Have We Turned Our Children into Emotional Gladiators?

The last of my three daughters graduated from high school this year. As I reflect on our family’s experiences within the culture of compulsory education, I feel like we have emerged from a modern-day Roman Colosseum. The moment school begins, students step into an arena where they must battle their peers for personal achievement and cultural validation. Sometimes the win comes from a test score, grade or sports trophy. Other times it comes from gaining admittance to a preschool, private school or college. They must distinguish themselves in a culture of sameness by being better than everyone else. They are forced to become “emotional gladiators” as they continually step into classrooms, sports fields, and stages to fight for the win. The prize is college admissions. But the personal and financial cost of this prize has been too high, affecting the quality of their lives well into adulthood. We have pushed them into the arena before they are neurologically, emotionally or physically able to handle it. When the history books of today are written, they will not be kind to us.
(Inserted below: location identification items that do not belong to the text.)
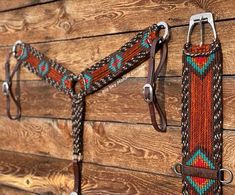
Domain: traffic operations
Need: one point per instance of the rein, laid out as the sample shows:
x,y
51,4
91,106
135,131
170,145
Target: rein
x,y
142,47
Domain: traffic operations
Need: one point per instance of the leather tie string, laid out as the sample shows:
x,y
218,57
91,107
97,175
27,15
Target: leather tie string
x,y
150,87
78,107
7,89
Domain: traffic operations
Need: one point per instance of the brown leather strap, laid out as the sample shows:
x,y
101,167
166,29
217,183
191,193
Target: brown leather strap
x,y
150,86
7,89
77,176
200,172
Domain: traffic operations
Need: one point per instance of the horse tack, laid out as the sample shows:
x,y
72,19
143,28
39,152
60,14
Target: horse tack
x,y
141,47
201,167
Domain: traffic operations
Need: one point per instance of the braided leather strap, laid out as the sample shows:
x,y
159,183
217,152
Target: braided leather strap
x,y
90,80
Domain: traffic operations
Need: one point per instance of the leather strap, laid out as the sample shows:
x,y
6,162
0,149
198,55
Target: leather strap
x,y
200,172
77,176
7,89
150,86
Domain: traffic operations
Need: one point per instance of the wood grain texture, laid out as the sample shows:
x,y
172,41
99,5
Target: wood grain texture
x,y
136,147
5,190
10,5
69,19
53,176
31,173
76,55
121,101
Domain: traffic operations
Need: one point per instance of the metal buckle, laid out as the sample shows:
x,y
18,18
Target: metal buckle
x,y
15,46
177,168
165,26
200,19
221,174
5,88
149,87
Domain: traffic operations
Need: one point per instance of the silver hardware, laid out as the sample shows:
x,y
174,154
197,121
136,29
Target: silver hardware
x,y
5,88
177,168
73,193
230,176
201,18
15,46
78,157
166,27
149,87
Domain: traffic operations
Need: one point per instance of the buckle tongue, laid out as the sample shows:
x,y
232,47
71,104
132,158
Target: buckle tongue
x,y
201,18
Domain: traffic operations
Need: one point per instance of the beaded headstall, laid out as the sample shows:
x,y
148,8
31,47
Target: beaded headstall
x,y
140,48
202,122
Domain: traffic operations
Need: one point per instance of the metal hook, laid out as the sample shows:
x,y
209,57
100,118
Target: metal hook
x,y
201,18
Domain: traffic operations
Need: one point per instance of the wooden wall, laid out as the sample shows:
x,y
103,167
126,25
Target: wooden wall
x,y
123,153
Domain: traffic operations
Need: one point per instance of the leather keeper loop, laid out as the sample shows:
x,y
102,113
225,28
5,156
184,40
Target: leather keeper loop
x,y
200,172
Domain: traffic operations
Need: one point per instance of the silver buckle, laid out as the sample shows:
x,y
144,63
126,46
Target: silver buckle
x,y
5,88
230,176
149,87
177,168
165,26
15,46
200,19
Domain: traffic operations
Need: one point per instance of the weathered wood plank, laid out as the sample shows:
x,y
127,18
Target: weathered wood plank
x,y
5,190
139,148
70,19
45,175
53,176
76,55
10,5
121,102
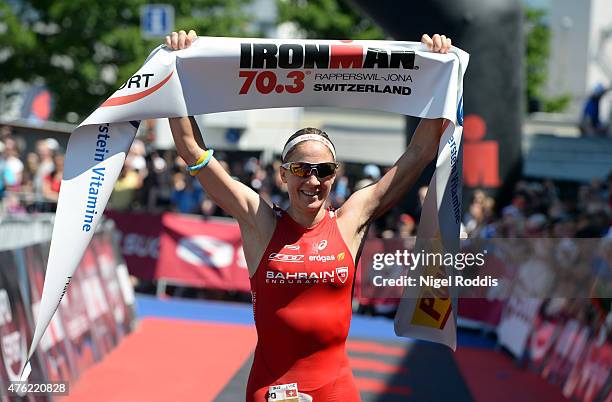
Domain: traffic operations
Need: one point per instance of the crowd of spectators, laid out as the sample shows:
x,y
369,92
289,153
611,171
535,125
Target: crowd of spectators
x,y
156,181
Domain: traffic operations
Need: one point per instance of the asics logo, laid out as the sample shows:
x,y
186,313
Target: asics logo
x,y
286,257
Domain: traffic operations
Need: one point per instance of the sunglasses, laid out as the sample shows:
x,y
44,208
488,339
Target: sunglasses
x,y
305,169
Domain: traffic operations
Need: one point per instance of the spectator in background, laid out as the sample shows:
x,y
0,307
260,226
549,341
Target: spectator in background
x,y
45,150
29,172
2,169
53,181
188,195
127,184
13,167
590,124
407,226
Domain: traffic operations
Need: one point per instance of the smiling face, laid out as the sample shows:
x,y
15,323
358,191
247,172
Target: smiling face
x,y
309,193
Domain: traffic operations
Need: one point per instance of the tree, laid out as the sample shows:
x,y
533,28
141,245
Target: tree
x,y
339,19
537,53
82,50
328,19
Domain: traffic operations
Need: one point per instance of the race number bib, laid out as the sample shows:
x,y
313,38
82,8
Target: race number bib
x,y
283,393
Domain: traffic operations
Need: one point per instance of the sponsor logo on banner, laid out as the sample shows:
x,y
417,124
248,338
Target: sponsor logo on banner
x,y
136,81
286,257
307,278
322,258
96,178
342,273
319,246
12,342
205,250
322,56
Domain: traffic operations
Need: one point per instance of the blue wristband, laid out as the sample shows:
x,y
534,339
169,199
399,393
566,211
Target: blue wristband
x,y
195,169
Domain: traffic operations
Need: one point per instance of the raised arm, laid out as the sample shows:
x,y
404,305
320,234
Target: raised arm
x,y
235,198
371,202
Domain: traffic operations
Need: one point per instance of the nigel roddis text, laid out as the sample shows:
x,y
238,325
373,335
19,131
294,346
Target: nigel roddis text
x,y
259,60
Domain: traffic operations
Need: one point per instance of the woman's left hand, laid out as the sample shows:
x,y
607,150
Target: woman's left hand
x,y
437,44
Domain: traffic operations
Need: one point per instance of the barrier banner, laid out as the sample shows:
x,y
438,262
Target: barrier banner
x,y
569,346
108,263
14,328
588,378
55,346
139,240
223,74
96,305
541,342
203,253
516,324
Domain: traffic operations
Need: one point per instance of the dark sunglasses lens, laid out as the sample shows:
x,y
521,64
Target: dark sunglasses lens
x,y
325,169
300,169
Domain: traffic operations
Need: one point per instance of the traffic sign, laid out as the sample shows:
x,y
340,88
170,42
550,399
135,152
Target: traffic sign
x,y
156,20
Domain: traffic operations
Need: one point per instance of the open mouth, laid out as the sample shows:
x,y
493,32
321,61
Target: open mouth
x,y
309,193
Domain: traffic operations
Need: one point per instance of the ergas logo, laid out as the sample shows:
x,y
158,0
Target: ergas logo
x,y
136,81
342,273
320,246
286,257
322,258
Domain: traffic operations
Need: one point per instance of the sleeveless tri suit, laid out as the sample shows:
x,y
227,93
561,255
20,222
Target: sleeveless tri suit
x,y
301,293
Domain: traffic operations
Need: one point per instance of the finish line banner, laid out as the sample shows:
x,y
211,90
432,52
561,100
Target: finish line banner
x,y
224,74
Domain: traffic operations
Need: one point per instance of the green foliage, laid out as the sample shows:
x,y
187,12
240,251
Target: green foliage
x,y
537,52
328,19
68,43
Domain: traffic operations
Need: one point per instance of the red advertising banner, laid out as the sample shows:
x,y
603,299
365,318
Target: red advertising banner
x,y
56,348
139,240
88,279
203,253
15,331
108,263
588,377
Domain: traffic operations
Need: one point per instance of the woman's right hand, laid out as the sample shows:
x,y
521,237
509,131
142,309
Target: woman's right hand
x,y
180,40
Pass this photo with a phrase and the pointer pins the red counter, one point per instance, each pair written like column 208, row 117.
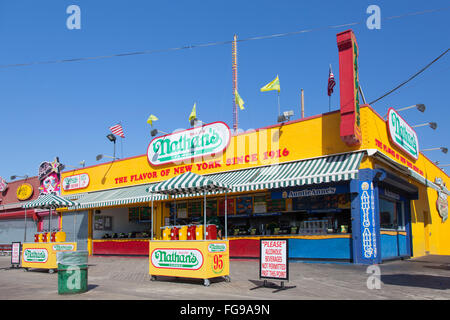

We have come to believe that there is a formula for success and we can just program our children to follow it–regardless of their unique individuality, life circumstances or interests. We are so focused on the linear trajectory to college that we aren’t even seeing that the promised outcomes are not being realized by the majority of students. We ignore the fact that the world has drastically changed and our current system was designed to train factory workers in the industrial era. 

We can’t see this because we are watching our children’s every move and ensuring that they stay in shape for the competition. Mistakes are not tolerated and bruises are masked. We bolster them with tutors, therapists, labels, and medication to keep them going. We blame teachers when they don’t perform to our expectations. Or worse, we blame them–they must not be trying hard enough or they are just lazy. 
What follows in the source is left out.